Andromeda is so close, though, that astronomers can measure individual stars' age and composition by looking at spectra. Just as light from the Sun can be spread out into separate colors by raindrops, the light from other stars can be spread out into their own rainbows. Each element in a star absorbs specific colors of light, leaving a fingerprint of missing colors in the spectrum.

Stars' spectra also provide an upper limit to their ages. Stars that are five or more times as massive as the Sun have to be much hotter in order to exist. They live much shorter lives than the Sun as they burn through their material. Higher temperatures also make it more difficult for atoms to interact with light, so fewer colors are missing in the spectrum. If you look in a given area of a galaxy and see these hot stars, then you can conclude the stars there were created tens or hundreds of millions of years ago. But if you look in a region and see only cooler stars, that means they've been around for a few billion years; all the younger, hotter stars have had time to live out their lives and disappear.

Armed with this information, astronomers turned to the stars in Andromeda. Most of Andromeda lies in a flat disk surrounding a central bulge of stars, like a sunny-side-up egg. There are, however, a smattering of stars surrounding the main structure. In this outer region, most stars have very different spectra than the stars in the main structure...almost as if they came from somewhere else.

A destructive past

Researchers at the University of Michigan set out to determine what conditions could create the structures surrounding Andromeda, and published their findings in Nature Astronomy earlier this year. Because we cannot rewind the clock on the universe, the best way to test what happened in the past is to use computer simulations. These models treat the stars and gas within galaxies as fluids and provide initial conditions that reflect what we see happen to fluids under known physical constraints, such as gravity.

Richard D'Souza and Eric Bell identified galaxies that had the same number of stars remaining in their outer regions as presently seen in Andromeda. Once they identified these analogs, they rewound their simulation to see what type of galaxy could create something like Andromeda. They found that the most common way for the simulated galaxies to end up with enough stars in their outer regions is through an interaction with another large galaxy. In the simulations, the two galaxies don't tear each other apart and settle down into a single galaxy. Instead, there's a clear winner: the Andromeda-like galaxy slowly unravels the other galaxy like a ball of yarn, leaving a distinct trail of stars. 

Looking...looking...looking

NASA JPL

So, what galaxy did Andromeda attack? The researchers found the remnants of a large galaxy nearby: M32, a dense sphere of stars nestled close to Andromeda.

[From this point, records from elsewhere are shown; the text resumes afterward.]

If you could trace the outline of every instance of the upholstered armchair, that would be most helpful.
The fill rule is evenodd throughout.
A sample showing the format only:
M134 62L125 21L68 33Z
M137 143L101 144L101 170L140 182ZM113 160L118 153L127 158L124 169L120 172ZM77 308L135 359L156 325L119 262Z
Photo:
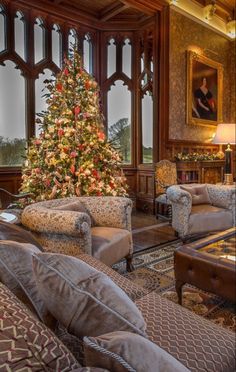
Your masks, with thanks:
M210 184L192 187L197 189L199 186L206 188L207 202L193 203L194 195L182 189L184 186L171 186L167 190L172 205L172 227L183 240L190 235L235 226L235 187ZM195 197L197 200L200 195Z
M156 217L171 221L172 209L167 198L166 191L171 185L176 185L177 168L176 163L169 160L161 160L155 165L155 209ZM166 213L165 213L166 208Z
M45 250L87 253L111 266L122 258L132 267L132 201L124 197L71 197L31 204L22 224Z

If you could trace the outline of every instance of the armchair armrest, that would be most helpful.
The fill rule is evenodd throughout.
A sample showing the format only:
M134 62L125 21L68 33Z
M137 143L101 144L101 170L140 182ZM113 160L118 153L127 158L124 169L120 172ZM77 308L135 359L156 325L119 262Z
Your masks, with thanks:
M31 231L80 236L88 234L90 217L86 213L61 211L34 205L26 207L22 213L21 222Z
M131 231L131 199L115 196L86 196L80 197L79 200L88 209L96 226Z
M227 185L207 185L211 202L216 207L229 209L233 214L234 225L236 225L236 188Z
M167 198L172 205L172 227L184 237L188 232L189 216L192 210L192 197L190 193L179 186L167 189Z
M181 189L179 186L170 186L167 189L167 197L172 203L182 204L191 212L192 197L189 192Z

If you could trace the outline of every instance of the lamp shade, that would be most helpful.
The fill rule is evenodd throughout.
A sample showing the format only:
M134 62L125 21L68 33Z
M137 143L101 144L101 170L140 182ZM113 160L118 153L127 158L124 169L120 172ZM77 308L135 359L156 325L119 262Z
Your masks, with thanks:
M213 143L218 145L236 143L236 124L218 124Z

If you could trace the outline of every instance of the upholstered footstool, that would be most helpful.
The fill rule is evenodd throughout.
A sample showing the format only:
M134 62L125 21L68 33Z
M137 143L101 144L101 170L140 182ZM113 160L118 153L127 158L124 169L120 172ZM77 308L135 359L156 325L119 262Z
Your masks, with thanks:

Its stars have the same chemical makeup and age as the stars in Andromeda’s outer regions. Combining these observations with their simulations, researchers came up with a hypothetical scenario that can be tested with future data.

Around five billion years ago, as our solar system started to form, Andromeda began unraveling M32. The gas in M32 got disrupted and compressed, causing a burst of star birth as it unwound. This explains the unique atoms of the stars in the outer regions of Andromeda and their ages. After 3 billion years passed, the star birth stopped, which is why we don’t see any young, hot stars in M32 or surrounding Andromeda. 

Is the Milky Way next?

Our own galaxy is currently on a collision course with Andromeda. In 4 billion years, our galaxy could suffer the same fate as M32, but this depends on a lot of factors. The Milky Way is 2.5 times more massive than M32 was when it tangled with Andromeda and it's expected to make new stars over time, getting even larger. The rotation and trajectory of our galaxy will ultimately determine whether Andromeda and the Milky Way collide head-on or if our galaxy is slowly unwound.

We have time to make these predictions. In the meantime, astronomers can continue to use Andromeda and the Milky Way to better understand how cannibalizing other galaxies influences both the overall structure of a galaxy and the properties of their stars.